O senhor tem um livro sobre o aborto.

Aí está em jogo um tema de direito humano fundamental, o direito à vida. No momento em que o Supremo Tribunal Federal relativiza o principal, maior e fundamento de todos os direitos fundamentais, o resto que for julgar é perfumaria. Se você relativizou o direito à vida, a partir daí você relativiza tudo.

Está se referindo ao caso do aborto de fetos anen­cefálicos?

Não só, mas também ao caso das pesquisas com célu­las-tronco embrionárias. A própria ciência veio a mostrar que as células-tronco não embrionárias são muito mais eficazes, têm dado resultado. Mas era importante para um determinado seguimento da sociedade que fosse aprovada a lei, que chegou ao Supremo, para abrir a porta para o aborto. Aí começa a dizer que pode abortar, desde que seja pequenininho, e chega ao caso da Inglaterra, onde a diferença de um aborto e uma cesariana é praticamente nenhuma, porque no oitavo mês de gestação é possível abortar.

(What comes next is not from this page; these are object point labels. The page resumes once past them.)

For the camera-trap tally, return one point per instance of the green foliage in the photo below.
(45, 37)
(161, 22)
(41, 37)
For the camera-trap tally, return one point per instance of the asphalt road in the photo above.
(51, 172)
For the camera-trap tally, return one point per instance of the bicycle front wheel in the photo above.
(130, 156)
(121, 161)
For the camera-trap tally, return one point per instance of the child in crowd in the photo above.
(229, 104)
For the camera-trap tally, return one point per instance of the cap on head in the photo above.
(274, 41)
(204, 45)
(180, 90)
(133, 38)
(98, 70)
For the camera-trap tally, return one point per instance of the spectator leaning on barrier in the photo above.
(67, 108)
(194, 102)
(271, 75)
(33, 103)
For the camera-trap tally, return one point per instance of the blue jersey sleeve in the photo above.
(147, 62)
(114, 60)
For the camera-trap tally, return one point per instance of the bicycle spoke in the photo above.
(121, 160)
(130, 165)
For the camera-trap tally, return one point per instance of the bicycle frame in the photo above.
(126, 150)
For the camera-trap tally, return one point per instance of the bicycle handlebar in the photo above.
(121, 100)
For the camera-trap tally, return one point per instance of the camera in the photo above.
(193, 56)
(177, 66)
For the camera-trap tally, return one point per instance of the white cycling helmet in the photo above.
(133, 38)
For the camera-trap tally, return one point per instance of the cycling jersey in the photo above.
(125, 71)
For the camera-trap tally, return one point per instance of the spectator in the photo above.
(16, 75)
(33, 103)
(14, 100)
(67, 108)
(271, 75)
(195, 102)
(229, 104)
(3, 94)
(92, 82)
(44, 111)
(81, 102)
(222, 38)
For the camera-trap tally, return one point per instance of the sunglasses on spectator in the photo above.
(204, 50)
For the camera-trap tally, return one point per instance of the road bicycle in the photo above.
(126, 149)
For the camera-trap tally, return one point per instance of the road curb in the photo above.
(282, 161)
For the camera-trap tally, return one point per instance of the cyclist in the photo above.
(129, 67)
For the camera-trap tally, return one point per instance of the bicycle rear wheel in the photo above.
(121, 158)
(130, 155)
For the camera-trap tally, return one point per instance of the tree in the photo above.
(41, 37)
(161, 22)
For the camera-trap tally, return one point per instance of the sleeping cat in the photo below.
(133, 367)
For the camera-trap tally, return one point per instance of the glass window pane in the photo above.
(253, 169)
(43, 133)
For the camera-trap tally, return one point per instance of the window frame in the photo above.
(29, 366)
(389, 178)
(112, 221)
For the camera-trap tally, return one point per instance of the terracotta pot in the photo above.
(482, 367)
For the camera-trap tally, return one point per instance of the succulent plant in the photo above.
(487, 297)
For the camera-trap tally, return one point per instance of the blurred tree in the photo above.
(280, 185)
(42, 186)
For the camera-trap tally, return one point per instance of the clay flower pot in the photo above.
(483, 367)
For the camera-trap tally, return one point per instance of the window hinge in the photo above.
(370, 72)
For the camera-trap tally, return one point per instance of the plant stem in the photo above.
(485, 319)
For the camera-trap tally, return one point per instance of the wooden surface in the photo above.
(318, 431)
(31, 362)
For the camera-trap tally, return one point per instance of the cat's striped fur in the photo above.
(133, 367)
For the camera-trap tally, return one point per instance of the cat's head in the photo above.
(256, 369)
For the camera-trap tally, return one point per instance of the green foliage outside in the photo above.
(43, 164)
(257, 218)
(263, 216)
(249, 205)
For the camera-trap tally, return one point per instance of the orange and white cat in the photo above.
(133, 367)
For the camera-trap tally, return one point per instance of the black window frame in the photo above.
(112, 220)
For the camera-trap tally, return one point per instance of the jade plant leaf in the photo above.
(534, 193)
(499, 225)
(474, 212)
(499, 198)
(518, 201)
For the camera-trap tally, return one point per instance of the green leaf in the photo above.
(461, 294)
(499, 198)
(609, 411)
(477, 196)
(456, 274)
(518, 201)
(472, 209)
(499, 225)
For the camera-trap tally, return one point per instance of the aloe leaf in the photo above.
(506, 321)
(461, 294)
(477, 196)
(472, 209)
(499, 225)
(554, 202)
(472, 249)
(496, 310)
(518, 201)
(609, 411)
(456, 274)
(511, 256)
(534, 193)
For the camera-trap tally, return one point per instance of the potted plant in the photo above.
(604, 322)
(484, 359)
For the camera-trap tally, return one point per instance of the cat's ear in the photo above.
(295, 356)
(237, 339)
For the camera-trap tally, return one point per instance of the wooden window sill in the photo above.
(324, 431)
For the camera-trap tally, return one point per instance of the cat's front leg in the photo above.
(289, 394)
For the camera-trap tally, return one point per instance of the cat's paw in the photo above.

O senhor tem um livro sobre "O Senhor dos Anéis". Como é?

Li todos os livros da saga, além da trilogia principal. Para ler o último livro, eu precisava ter uma visão geral de toda a obra, senão não seria possível ler, porque são contos que vão completando o quadro. Então fiz um resumo pra mim. A editora que publicava meus livros de Direito do Trabalho me perguntou por que eu não publicava o resumo. Foi dessa forma que saiu o livro "O mundo O senhor dos anéis, a vida e obra de J. R. R. Tolkien". Agora com o filme do Hobbit, volta o interesse para quem quer conhecer o substrato dessa obra de ficção do cinema sem ter que ler os livros todos. E eu, como corregedor, preciso harmonizar a relação dos juízes entre si. Nessas horas, nada melhor do que pegar a literatura, com um mundo de fantasia, mas que tem um fundo de relacionamento humano, de virtudes, de miséria. Acabei escrevendo outro livro também, "Ética e Ficção", no qual eu pego as principais questões éticas, e na hora de dar exemplo eu uso obras de literatura, principalmente do "Senhor dos Anéis".